Era, tuttavia, una domanda senza risposta, con il prevalere del silenzio, carico di presenza e di compassione del principe Myskin, il quale diventava un’icona cristologica della figura infinitamente più bella, quella di Gesù Cristo.
Oggi – come ricorda Querida Amazonia – è forse soltanto la poesia a poter aiutarci a salvare questo mondo, questa casa comune, che desideriamo come frutto maturo dell’accordo verde. Non è forse vero che già il sommo Poeta «con la sua ardua fatica, sorretta da un altissimo afflato di poesia» volle «affidare all’umanità il messaggio di un profondo rinnovamento interiore, che dal pericolo di un’esperienza negativa giunga al definitivo possesso del Dio Uno e Trino, secondo l’itinerario del suo poetico viaggio ultraterreno»?[8]
Tutto ciò la poesia lo potrà fare, tuttavia, «con l’umiltà della sua voce»,[9] per esempio quella espressa in quel grande gioco – come scriveva Romano Guardini – che è la ritualità liturgica e il suo ritmo poetico e celebrativo. Se la liturgia è, al tempo stesso, specchio e alimento della vita della Chiesa, tornino davvero in mezzo a noi i poeti e, soprattutto, tornino, a vantaggio della casa comune.[10]

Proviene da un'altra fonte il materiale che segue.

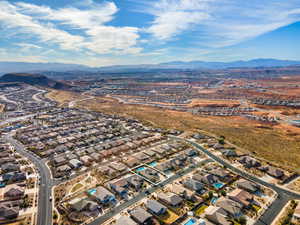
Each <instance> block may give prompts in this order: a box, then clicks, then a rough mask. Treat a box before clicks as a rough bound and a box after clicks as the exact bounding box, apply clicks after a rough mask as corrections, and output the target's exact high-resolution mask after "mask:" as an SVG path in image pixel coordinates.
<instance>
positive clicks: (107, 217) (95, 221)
mask: <svg viewBox="0 0 300 225" xmlns="http://www.w3.org/2000/svg"><path fill="white" fill-rule="evenodd" d="M208 162H211V160H210V159H206V160H204V161H202V162H201V163H200V164H206V163H208ZM199 166H200V165H199ZM196 168H198V167H188V168H187V169H185V170H183V171H182V172H180V173H177V174H175V175H173V176H171V177H169V178H167V179H166V180H164V181H163V182H161V183H160V184H159V185H158V186H152V187H151V188H149V189H147V191H148V192H149V193H153V192H155V191H157V190H158V189H159V188H161V187H163V186H165V185H167V184H169V183H172V182H173V181H175V180H177V179H179V178H180V177H182V176H184V175H186V174H188V173H190V172H192V171H193V170H195V169H196ZM145 197H147V194H146V193H145V192H141V193H139V194H138V195H136V196H135V197H133V198H132V199H130V200H128V201H126V202H124V203H122V204H121V205H119V206H117V207H115V208H114V209H113V210H111V211H110V212H108V213H105V214H104V215H103V216H100V217H98V218H97V219H96V220H94V221H93V222H91V223H89V224H88V225H100V224H103V223H104V222H105V221H107V220H109V219H111V218H112V217H114V216H115V215H117V214H119V213H120V212H122V211H123V210H125V209H126V208H128V207H130V206H131V205H133V204H135V203H137V202H138V201H140V200H142V199H143V198H145Z"/></svg>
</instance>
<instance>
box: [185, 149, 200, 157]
mask: <svg viewBox="0 0 300 225" xmlns="http://www.w3.org/2000/svg"><path fill="white" fill-rule="evenodd" d="M184 153H185V154H186V155H187V156H189V157H193V156H196V155H198V154H199V152H198V151H197V150H196V149H193V148H189V149H187V150H185V151H184Z"/></svg>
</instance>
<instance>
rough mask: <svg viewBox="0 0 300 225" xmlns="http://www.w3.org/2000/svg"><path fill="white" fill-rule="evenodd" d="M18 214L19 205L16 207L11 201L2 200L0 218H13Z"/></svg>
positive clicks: (0, 207) (5, 218) (10, 218)
mask: <svg viewBox="0 0 300 225" xmlns="http://www.w3.org/2000/svg"><path fill="white" fill-rule="evenodd" d="M18 216H19V207H14V206H13V205H12V203H11V202H0V218H1V217H2V218H4V219H7V220H11V219H15V218H17V217H18Z"/></svg>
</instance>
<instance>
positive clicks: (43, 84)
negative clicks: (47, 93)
mask: <svg viewBox="0 0 300 225" xmlns="http://www.w3.org/2000/svg"><path fill="white" fill-rule="evenodd" d="M0 83H25V84H30V85H37V86H42V87H48V88H53V89H60V90H65V89H69V88H70V86H69V85H66V84H64V83H62V82H58V81H55V80H52V79H49V78H48V77H46V76H44V75H40V74H28V73H8V74H5V75H3V76H2V77H0Z"/></svg>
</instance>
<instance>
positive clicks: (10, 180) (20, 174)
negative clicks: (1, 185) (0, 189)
mask: <svg viewBox="0 0 300 225" xmlns="http://www.w3.org/2000/svg"><path fill="white" fill-rule="evenodd" d="M2 180H3V181H4V182H6V183H13V182H21V181H24V180H26V174H25V173H22V172H21V173H19V172H9V173H5V174H3V175H2Z"/></svg>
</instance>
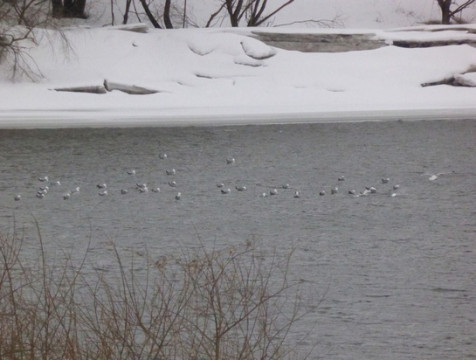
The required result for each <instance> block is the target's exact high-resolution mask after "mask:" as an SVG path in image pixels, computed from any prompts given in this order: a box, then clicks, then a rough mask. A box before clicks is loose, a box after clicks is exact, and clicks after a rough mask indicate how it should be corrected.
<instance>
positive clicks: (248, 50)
mask: <svg viewBox="0 0 476 360" xmlns="http://www.w3.org/2000/svg"><path fill="white" fill-rule="evenodd" d="M240 44H241V47H242V48H243V51H244V52H245V54H246V55H248V56H249V57H250V58H252V59H255V60H265V59H269V58H271V57H273V56H274V55H276V50H275V49H274V48H272V47H270V46H268V45H266V44H264V43H262V42H261V41H258V40H255V39H251V38H249V39H245V40H243V41H241V42H240Z"/></svg>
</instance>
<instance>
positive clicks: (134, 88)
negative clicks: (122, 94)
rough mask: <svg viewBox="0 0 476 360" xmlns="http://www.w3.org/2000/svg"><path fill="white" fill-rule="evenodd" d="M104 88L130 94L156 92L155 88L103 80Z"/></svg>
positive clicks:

Nel lavoro poetico ci sono i versi e le parole, ma anche i riti e la musica, in sintesi davvero la grande bellezza, alla cui costruzione cooperano anche il cinema e le altre opere e gli artifici dell’intelligenza umana: «Soltanto le opere che sono riuscite a esprimere l’armonia, sia nella gioia, sia nel dolore, l’armonia umana, sono quelle che passano alla storia… È un lavoro evangelico. Anche un lavoro poetico, perché il cinema è poesia: dare vita è poetica». Così disse il 20 febbraio 2023 papa Francesco. Del resto, «la preghiera è dialogo con Dio; e ogni creatura, in un certo senso, “dialoga” con Dio. Nell’essere umano, la preghiera diventa parola, invocazione, canto, poesia… La Parola divina si è fatta carne, e nella carne di ogni uomo la parola torna a Dio nella preghiera».[11]
Uno stimolo forte e chiaro, se vogliamo davvero contribuire all’accordo verde e, soprattutto, all’auspicabile salvezza della casa comune.
[1] Esortazione apostolica Laudate Deum del santo padre Francesco a tutte le persone di buona volontà sulla crisi climatica (4.10.2023), n. 58.
[2] Ivi, n. 2.
[3] Ivi, n. 44.
[4] Laudate Deum, n. 2.
[5] Ivi, n. 18.
[6] Esortazione apostolica post-sinodale Querida Amazonia del santo padre Francesco al popolo di Dio e a tutte le persone di buona volontà (2.2.2020), n. 31.
[7] Ivi, n. 35.
[8] Sono battute testuali della Lettera di papa Paolo VI al cardinale Amleto Cicognani in occasione del VII anniversario della nascita di Dante Alighieri (5.11.1965).
[9] Querida Amazonia, n. 46, che riprende Vinicius de Moraes, Para vivir un gran amor, Buenos Aires 2013, 166.
[10] R. GUARDINI, L’opera d’arte, Morcelliana, Brescia 1998, 31-36.
[11] Papa Francesco, Udienza generale di Mercoledì, 21 aprile 2021.